The list below refers to all-Ireland (or nominally all-Ireland) states and to the 1922 post-partition states, not the individual Gaelic kingdoms which exercised the actual governance in their area when they existed, including during the 1350–1500 "Gaelic resurgence".

- Lordship of Ireland (1171–1541)
- Kingdom of Ireland (1541–1800)
- Confederate Ireland (1642–1649) was an Irish government that controlled about two thirds of Ireland during the Wars of the Three Kingdoms and is arguably the only large successful sustained period of Irish self-government between the time of Brian Boru the High King of Ireland and the foundation of the Irish Free State in 1922.
- Patriot Parliament (1689)
- The revolutionary French backed Irish Republic (late August and early September 1798) controlled only parts of Connacht and is often overlooked today
- Part of the United Kingdom of Great Britain and Ireland (1801–1922)
- The revolutionary Irish Republic (Easter Week, 1916) controlled only small parts of the capital, Dublin, for 6 days, but has had great symbolic significance ever since
- The revolutionary Irish Republic (1919–22)
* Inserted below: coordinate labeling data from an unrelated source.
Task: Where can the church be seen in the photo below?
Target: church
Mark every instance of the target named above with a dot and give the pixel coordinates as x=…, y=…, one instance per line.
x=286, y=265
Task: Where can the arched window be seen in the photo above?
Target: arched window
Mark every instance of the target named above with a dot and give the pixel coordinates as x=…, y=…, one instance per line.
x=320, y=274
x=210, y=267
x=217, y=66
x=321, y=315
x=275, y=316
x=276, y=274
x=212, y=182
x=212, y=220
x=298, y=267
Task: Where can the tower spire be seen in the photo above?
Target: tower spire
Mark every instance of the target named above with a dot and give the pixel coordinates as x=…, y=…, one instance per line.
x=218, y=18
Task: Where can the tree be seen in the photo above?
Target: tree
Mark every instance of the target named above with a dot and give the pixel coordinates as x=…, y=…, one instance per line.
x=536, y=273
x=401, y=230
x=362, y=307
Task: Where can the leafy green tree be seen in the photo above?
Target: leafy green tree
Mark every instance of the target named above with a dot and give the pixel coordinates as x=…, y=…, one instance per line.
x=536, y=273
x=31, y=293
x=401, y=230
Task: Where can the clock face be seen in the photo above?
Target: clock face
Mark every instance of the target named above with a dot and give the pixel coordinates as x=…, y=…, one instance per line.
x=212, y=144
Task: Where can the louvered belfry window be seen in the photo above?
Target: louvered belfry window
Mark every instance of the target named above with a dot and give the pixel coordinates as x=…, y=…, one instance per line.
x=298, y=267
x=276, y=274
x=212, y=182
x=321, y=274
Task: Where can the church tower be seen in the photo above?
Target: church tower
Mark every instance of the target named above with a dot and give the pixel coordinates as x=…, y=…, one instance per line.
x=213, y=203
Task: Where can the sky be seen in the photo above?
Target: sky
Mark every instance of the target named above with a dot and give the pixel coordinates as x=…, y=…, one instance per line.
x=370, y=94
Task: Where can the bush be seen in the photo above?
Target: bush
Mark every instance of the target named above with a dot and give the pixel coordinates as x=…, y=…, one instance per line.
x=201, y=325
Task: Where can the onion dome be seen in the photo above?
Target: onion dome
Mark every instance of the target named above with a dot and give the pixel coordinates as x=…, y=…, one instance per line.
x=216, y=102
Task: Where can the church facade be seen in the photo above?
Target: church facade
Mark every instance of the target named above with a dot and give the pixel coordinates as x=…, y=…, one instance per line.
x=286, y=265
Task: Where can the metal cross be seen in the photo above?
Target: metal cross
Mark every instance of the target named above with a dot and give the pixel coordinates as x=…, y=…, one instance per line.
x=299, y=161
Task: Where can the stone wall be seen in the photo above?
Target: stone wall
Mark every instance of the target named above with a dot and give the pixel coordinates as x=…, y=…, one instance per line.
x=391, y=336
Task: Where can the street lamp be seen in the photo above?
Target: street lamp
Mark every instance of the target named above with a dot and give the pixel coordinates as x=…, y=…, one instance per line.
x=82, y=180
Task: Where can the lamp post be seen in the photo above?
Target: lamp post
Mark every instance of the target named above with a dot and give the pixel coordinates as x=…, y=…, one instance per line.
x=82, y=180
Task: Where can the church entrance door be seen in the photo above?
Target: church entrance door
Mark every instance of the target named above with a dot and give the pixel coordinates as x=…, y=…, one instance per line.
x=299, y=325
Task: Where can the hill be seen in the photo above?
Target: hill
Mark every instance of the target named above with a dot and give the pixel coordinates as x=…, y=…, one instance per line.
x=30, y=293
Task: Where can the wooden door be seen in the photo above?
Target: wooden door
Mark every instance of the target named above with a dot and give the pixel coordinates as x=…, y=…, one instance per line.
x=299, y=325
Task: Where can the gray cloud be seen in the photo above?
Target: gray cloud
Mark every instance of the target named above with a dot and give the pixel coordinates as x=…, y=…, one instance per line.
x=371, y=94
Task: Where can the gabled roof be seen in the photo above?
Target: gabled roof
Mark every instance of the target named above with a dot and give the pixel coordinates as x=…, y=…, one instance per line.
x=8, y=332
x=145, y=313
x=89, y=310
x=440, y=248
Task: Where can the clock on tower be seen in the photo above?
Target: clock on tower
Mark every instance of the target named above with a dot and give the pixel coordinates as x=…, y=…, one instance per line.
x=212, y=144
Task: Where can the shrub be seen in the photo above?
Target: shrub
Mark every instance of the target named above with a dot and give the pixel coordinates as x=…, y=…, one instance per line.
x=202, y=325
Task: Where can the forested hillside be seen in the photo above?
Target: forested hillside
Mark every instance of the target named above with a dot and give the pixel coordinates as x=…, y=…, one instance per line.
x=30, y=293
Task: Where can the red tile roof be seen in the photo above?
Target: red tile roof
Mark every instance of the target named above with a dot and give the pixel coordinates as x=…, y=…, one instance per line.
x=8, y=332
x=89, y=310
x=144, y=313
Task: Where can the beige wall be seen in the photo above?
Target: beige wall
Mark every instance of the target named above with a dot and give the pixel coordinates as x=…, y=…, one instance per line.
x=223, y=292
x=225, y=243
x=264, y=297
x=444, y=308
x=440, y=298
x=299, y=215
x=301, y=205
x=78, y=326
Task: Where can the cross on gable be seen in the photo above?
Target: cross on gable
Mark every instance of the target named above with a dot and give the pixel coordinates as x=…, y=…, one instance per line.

- Northern Ireland (1921–present) and Southern Ireland (1921–1922), both created by the Government of Ireland Act 1920, though only the former existed in reality.
- Irish Free State (Saorstát Éireann) (1922–37)
- Ireland (1937–present), often known since 1949 by its official description, Republic of Ireland, and sometimes in English as Éire, the word for Ireland in Irish.

For international purposes the British monarch was also King of Ireland until 1949, after which time the President of Ireland became the sole sovereign. The Monarch's internal powers had already been removed by 1937. With the enactment of the Republic of Ireland Act in 1949, all powers of the British monarch were transferred to the president. The name of the state remained Ireland, even after the passing of the Republic of Ireland Act, see names of the Irish state.